Zarówno na początku miesiąca czerwca 2009 r. ( na dzień 31.05.2009 r. ) jak i na koniec miesiąca czerwca 2009 r. ( na dzień 30.06.2009 r. ) spółka nie posiadała w gotowości środków pieniężnych o wartości 1.517.500 zł, tj. kwoty umożliwiającej dokonanie wypłaty dywidendy za rok 2000 i zwrotu dopłat. Na dzień 30.04.2009 r. spółka posiadała środki pieniężne w kwocie 1.184.169,87 zł, na dzień 31.05.2009 r. środki pieniężne w kwocie 448.377,30 zł, na dzień 30.06.2009 r. środki pieniężne w kwocie 415.972,75 zł.

Sytuacja uległa diametralnemu pogorszeniu w ostatnim miesiącu 2009 r. ( okres 13/2009 r. ). W tym okresie bowiem spółka osiągnęła stratę zarówno na poziomie wyniku ze sprzedaży jak i na całej działalności, kapitał własny spółki osiągnął wartość ujemną. Wszystkie wskaźniki płynności kształtowały się poniżej wartości wzorcowych, wszystkie modele ostrzegania przed upadłością plasowały spółkę w grupie bankrut. Strata powstała na koniec 2009 r. była wynikiem ujęcia księgowań związanych z zamknięciem roku, które oparte są w znacznej mierze na szacunkach wynikających z subiektywnej oceny spółki. Ujęcie tak dużych kwot w kosztach spółki, które spowodowały spadek wyniku spółki z zysku netto na poziomie 956.780 zł do straty w kwocie (-) 1.726.280 zł świadczy o bardzo ostrożnym podejściu spółki do kwestii wyceny bilansowej.

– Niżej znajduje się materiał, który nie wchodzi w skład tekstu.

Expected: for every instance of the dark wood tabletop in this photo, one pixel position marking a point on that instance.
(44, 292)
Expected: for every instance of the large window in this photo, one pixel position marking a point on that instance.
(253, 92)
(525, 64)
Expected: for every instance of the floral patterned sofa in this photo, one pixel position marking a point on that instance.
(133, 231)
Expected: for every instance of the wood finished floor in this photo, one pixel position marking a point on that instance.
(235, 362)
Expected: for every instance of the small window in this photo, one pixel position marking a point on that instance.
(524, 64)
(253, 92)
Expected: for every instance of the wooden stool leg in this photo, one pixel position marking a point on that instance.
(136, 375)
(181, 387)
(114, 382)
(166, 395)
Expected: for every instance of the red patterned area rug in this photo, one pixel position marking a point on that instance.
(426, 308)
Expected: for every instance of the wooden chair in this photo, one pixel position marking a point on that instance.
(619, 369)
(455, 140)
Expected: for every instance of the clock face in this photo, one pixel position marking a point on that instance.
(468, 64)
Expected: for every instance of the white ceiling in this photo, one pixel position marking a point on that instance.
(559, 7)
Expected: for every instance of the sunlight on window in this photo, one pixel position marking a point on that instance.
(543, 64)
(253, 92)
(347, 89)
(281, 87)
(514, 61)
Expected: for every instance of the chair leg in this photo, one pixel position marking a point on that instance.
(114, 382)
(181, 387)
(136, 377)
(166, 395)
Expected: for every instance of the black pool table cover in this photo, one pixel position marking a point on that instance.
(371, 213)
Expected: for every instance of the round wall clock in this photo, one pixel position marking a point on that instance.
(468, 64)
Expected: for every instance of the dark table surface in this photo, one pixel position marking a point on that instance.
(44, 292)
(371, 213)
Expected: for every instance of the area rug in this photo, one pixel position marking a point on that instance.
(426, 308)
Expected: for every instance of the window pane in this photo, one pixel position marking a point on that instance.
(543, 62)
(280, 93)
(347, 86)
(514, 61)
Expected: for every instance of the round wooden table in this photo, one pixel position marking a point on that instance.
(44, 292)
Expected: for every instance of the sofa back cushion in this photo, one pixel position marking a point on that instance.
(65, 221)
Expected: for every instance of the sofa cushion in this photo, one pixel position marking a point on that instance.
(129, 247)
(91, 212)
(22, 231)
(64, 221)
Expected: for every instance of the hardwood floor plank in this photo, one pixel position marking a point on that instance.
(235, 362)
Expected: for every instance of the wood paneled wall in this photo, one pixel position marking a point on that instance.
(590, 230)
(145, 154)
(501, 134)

Gdyby spółka nie wykazała tak krytycznego stosunku do wyceny pozycji bilansowych, w szczególności należności oraz udzielonej pożyczki, jej wyniki finansowe wykazywałyby na koniec 2009 r. znacznie korzystniejsze dla niej wartości.

Na dzień 31.12.2009 r. spółka była w sytuacji obniżonego stopnia płynności ( część wskaźników poniżej normy ), a strata w układzie narastający spowodowała naruszenie kapitału podstawowego oraz wystąpienie ujemnego kapitału własnego.

W okresie 01/2009 r. – 11/2009 r. wszystkie modele ostrzegania przed upadłością plasowały spółkę w grupie nie-bankrut, natomiast według danych finansowych na dzień 31.12.2009 r. wskazywały zgodnie, że spółka znajduje się w grupie bankrut.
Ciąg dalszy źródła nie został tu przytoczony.